In Karunthadipalayam village near Gobichettipalayam, 80 kilometers from Coimbatore, Loganathan’s family is still reeling from the news of his death. “Logu’s wife Usha called us this morning to convey the news and ever since, both my parents have gone into a shell,” said younger brother GV Senguttuvelan on Tuesday.
Vasudevan, a retired state government official, had initially wanted the funeral in their hometown but then chose to travel to Virginia instead, since his son had been an American citizen for almost three decades and the legal hassles of transporting his body to India were too many.
None of the family members have passports and will be given emergency passports. “The local police have been helpful with these formalities,” said Senguttuvelan. Vasudevan and Kannamal will first travel to Mumbai, where they will be joined by Usha’s father. They will then leave for the US on Wednesday night or Thursday.
Loganathan — an alumnus of the Indian Institute of Technology-Kanpur — last visited his village in 2004 and had been planning another trip this year.

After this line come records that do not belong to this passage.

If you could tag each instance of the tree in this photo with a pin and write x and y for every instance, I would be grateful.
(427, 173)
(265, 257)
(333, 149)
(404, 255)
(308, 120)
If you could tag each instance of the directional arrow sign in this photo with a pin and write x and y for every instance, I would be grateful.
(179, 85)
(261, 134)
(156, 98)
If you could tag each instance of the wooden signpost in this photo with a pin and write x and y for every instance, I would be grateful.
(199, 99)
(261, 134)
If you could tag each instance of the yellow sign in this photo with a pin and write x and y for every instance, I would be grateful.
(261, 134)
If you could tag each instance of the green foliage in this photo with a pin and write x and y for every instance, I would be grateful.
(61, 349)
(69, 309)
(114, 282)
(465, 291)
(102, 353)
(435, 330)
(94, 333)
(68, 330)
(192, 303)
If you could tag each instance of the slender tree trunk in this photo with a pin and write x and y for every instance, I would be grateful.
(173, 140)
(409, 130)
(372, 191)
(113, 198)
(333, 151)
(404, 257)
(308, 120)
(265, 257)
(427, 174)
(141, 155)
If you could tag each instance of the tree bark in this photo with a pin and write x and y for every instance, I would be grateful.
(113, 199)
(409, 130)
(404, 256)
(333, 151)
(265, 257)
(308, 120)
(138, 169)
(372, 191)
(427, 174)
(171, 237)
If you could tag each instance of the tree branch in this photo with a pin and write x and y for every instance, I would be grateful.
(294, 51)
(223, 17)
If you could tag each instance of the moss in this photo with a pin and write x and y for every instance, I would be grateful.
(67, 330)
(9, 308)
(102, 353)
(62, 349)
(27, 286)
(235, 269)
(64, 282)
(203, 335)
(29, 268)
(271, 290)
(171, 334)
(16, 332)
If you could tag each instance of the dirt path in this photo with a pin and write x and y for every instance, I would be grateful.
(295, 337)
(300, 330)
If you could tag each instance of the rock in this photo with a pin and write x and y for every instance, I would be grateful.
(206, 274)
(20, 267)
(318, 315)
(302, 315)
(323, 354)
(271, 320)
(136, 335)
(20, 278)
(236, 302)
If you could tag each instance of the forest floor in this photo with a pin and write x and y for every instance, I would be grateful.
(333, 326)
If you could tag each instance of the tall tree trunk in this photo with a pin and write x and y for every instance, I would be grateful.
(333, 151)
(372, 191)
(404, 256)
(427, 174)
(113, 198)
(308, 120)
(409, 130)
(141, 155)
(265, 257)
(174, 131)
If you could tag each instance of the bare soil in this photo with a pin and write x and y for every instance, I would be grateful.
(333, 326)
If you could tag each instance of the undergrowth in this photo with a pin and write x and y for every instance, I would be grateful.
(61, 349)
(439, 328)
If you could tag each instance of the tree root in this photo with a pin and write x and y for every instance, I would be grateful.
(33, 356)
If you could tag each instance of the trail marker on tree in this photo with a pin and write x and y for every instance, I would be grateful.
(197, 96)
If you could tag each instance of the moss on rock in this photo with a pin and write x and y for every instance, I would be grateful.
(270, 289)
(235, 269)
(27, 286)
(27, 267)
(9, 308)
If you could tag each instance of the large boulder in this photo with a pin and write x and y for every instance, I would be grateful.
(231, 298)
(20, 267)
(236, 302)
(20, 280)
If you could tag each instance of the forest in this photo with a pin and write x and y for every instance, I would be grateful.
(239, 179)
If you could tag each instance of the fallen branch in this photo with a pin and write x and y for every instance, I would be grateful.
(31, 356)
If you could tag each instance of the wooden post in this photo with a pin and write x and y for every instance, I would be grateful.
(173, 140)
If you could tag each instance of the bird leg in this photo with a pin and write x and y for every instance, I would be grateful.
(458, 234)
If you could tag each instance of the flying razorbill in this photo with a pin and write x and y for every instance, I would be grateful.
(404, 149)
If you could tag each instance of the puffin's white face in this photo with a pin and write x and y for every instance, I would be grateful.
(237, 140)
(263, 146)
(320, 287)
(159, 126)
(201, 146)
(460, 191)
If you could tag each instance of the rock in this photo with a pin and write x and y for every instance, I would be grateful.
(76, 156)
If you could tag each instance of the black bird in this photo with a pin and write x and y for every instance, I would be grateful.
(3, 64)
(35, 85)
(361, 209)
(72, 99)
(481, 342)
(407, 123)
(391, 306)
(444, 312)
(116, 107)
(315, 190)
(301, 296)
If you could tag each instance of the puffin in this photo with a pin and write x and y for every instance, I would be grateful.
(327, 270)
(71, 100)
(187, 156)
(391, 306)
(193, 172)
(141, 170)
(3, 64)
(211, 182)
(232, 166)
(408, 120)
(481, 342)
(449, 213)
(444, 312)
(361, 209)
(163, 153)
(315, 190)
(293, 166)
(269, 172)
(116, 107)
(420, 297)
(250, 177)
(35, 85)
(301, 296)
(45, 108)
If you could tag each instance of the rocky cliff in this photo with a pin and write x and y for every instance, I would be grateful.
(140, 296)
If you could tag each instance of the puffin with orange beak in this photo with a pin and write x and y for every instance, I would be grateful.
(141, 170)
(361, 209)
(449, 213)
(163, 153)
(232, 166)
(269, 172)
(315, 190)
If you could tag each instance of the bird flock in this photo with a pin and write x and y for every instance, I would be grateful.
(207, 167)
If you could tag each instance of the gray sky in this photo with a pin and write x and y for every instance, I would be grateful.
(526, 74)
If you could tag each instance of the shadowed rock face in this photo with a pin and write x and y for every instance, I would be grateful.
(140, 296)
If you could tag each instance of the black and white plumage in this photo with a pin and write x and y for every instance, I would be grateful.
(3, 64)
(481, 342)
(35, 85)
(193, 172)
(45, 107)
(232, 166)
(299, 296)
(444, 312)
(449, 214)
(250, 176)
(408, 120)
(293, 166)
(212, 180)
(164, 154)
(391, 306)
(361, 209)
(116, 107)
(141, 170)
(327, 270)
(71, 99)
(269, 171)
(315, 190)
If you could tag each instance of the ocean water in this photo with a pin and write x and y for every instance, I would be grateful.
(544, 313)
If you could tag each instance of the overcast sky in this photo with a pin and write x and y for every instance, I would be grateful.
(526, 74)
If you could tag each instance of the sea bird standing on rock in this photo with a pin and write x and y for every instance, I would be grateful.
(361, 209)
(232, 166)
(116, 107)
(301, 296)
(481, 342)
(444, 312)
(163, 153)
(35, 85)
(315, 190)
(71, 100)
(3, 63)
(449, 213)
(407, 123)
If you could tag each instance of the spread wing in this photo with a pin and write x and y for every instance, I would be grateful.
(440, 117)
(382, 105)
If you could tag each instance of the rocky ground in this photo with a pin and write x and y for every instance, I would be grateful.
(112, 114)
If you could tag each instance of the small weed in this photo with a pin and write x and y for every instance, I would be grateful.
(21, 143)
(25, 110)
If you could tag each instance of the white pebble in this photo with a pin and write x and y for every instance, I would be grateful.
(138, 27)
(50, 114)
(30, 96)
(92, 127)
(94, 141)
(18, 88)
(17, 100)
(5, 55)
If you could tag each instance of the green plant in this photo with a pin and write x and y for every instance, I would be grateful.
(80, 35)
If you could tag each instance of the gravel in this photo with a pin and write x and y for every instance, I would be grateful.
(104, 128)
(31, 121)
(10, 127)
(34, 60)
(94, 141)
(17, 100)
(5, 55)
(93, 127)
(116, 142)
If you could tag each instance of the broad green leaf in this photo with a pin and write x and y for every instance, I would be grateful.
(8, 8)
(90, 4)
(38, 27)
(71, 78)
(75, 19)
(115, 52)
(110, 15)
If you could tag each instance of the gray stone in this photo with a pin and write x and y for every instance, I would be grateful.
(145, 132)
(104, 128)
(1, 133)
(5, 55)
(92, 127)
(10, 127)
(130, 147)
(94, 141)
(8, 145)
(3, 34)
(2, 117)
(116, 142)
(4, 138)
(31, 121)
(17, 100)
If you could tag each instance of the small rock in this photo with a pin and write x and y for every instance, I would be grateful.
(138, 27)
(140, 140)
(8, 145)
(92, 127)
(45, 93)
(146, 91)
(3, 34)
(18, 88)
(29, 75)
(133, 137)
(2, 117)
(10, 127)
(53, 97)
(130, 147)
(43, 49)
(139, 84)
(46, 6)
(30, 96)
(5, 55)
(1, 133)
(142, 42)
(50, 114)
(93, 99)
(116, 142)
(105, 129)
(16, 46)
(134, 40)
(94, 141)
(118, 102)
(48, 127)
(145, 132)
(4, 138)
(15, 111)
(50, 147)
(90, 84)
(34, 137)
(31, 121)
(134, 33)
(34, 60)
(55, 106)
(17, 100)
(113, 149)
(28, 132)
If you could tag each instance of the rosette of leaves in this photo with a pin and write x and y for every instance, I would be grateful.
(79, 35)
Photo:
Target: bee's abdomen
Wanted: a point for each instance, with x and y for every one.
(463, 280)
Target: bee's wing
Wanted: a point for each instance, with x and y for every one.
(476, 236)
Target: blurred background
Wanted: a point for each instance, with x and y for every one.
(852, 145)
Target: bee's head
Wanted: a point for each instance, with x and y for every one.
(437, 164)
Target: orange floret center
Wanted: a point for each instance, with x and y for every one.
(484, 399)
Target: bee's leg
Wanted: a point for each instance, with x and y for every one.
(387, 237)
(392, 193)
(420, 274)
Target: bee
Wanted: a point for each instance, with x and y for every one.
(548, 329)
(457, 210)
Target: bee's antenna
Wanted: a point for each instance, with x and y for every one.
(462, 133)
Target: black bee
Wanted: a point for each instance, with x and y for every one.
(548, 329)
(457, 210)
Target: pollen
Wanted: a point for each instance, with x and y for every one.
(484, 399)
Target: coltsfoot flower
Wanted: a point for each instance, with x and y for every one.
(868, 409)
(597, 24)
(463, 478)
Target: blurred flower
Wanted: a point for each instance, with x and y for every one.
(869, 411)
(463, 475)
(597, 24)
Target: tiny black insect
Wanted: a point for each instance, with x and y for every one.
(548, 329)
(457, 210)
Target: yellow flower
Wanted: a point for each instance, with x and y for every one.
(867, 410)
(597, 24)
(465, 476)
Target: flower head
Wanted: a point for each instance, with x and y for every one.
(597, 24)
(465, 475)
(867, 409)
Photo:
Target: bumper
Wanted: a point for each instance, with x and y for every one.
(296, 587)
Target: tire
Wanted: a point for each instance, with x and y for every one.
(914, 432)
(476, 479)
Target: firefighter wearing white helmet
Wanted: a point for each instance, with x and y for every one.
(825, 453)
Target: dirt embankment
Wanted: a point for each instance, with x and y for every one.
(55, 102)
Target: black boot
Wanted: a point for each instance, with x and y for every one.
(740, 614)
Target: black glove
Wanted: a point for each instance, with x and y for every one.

“He was a good teacher, among the most popular on campus. He taught hydraulics,” said Dr R Sivanandam, who taught in the same civil engineering department from 1991 to 1997 and is now a civil engineering professor in IIT-Madras. “GV used to be a very helpful colleague and was particularly sought after by Indian students for his advice,” he added. Sivanandam said the civil engineering department at Virgninia Tech was located in Patton Hall but occasionally, due to tight scheduling, classes were held in Norris Hall; this was where GV was shot dead.
“It is unimaginable that the rash act of one person can shatter so many lives and destroy the peace of what has always been a tranquil place. Virginia Tech is one of the safest places in the US. We would even leave our homes and cars unlocked and nothing would happen,” Sivanandam observed.
At Loganathan’s alma mater, a condolence meeting was held and rich tributes paid to him.